TPN x Nazareth Prep | Rankin resident remembers steel industry

Written by high school students at Nazareth Prep, this story is part of a series about Rankin and Braddock.

William+Sharkey+worked+at+Carrie+Furnace%2C+pictured+here%2C+before+the+steel+industry+collapsed+in+Western+Pennsylvania.+

Dylan Stone

William Sharkey worked at Carrie Furnace, pictured here, before the steel industry collapsed in Western Pennsylvania.

The steel industry was central to the economy of Pittsburgh for decades, and its collapse took a toll on the region’s economy and cost thousands of jobs. William Sharkey experienced this firsthand. A 66-year-old resident of Rankin, Sharkey currently works with General Electric, and shares his experience as a steelworker by doing tours of the Carrie Furnace in the Spring and Fall seasons.

Sharkey worked for U.S. Steel for 12 years from 1972-84 in an effort to afford a college education at the University of Pittsburgh. He worked in many different foreman positions over several locations in the Monongahela Valley, and at the time, the mill offered to pay half the tuition as he worked over the summer. He decided to stay for a second year in 1973 because the steel industry was doing well.

Inside of the Homestead Works, he was a vicing foreman, which is a foreman’s position in the steelworker’s union. Sharkey worked every foreman position — from being a labor foreman to a ladle house foreman. He spent most of his time working in the blast furnaces, specifically the Carrie Furnace No. 6, which still stands today.

“The furnace foreman is the toughest job in the mill,” he said. “Of course, it was like you were working in a cage of dynamite. 35 pounds of pressure all over the place. You could have a million gallons of water for cooling, and if it comes into contact with the molten iron, it would create one hell of an explosion.”

At the height of production, the Carrie Furnaces produced 9,000 tons of molten iron per day, according to Ron Baraff, the director of historic resources and facilities at Rivers of Steel.

U.S. Steel moved Mr. Sharkey’s position up to furnaces No. 3 and No. 4 in Rankin before shutting down Carrie Furnaces No. 6 and No. 7 in 1978. The furnaces continued to operate until March 1982, when No. 3 and No. 4 shut down.
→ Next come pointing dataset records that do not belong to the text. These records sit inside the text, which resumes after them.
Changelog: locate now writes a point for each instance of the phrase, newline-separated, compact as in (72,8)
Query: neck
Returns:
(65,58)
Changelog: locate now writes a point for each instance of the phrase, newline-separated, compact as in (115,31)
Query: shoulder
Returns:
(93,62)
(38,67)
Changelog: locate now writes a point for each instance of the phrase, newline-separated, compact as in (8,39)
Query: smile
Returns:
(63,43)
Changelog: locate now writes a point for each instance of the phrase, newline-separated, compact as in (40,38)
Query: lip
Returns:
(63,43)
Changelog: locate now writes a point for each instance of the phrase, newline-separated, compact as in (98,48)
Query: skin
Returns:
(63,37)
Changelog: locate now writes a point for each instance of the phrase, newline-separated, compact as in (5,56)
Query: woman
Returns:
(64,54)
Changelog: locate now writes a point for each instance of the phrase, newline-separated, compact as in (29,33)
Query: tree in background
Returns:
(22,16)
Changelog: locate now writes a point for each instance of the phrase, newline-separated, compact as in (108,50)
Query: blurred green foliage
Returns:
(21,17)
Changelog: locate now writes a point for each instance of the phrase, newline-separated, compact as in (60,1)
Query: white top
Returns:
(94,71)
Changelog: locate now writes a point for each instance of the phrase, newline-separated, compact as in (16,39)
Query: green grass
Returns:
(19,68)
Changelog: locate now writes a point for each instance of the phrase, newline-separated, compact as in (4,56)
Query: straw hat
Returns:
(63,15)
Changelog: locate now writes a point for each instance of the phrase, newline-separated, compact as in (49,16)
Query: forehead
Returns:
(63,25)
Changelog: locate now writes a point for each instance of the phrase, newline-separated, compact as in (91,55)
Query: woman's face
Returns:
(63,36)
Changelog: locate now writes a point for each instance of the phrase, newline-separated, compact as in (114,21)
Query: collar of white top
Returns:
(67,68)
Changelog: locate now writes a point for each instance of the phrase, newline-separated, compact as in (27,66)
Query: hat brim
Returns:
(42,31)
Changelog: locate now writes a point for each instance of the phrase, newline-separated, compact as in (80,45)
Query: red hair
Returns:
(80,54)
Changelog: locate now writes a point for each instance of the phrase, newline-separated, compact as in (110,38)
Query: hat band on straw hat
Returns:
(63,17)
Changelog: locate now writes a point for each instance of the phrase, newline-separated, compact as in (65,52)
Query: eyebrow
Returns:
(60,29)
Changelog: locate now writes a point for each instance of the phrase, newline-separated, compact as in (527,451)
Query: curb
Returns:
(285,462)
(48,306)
While the Carrie Furnace was shutting down, Sharkey said, three-fourths of the management that was not laid off was sent to work in the Edgar Thomson Steel Works in Braddock. The Edgar Thomson Works is an integrated steel plant, which includes the entire process of steel casting, beginning with iron smelting, then converting the iron into liquid steel and finally converting the molten steel into usable metal.

“In March of 1982, we did a lot work on the piping of the furnaces, because they were shut down at the time while we were in there,” Sharkey said.

During Sharkey’s time at Edgar Thomson, U.S. Steel began cutting its management by 60 percent every year, he said.

Sharkey was two semesters away from graduating from Pitt when he was laid off from U.S. Steel. He then went to Pitt as a full time student, obtaining a degree in information science and going into technical support. He moved to Braddock in 2008 and worked for Liberty Power Recycling until 2012.

For Sharkey and thousands of people like him, the death of the steel industry was a difficult transition. When the steel industry collapsed, Sharkey said the “life and blood” of the region was gone.

“For every one job in the mill, there was potentially 10 jobs supporting it from outside the mill,” he said.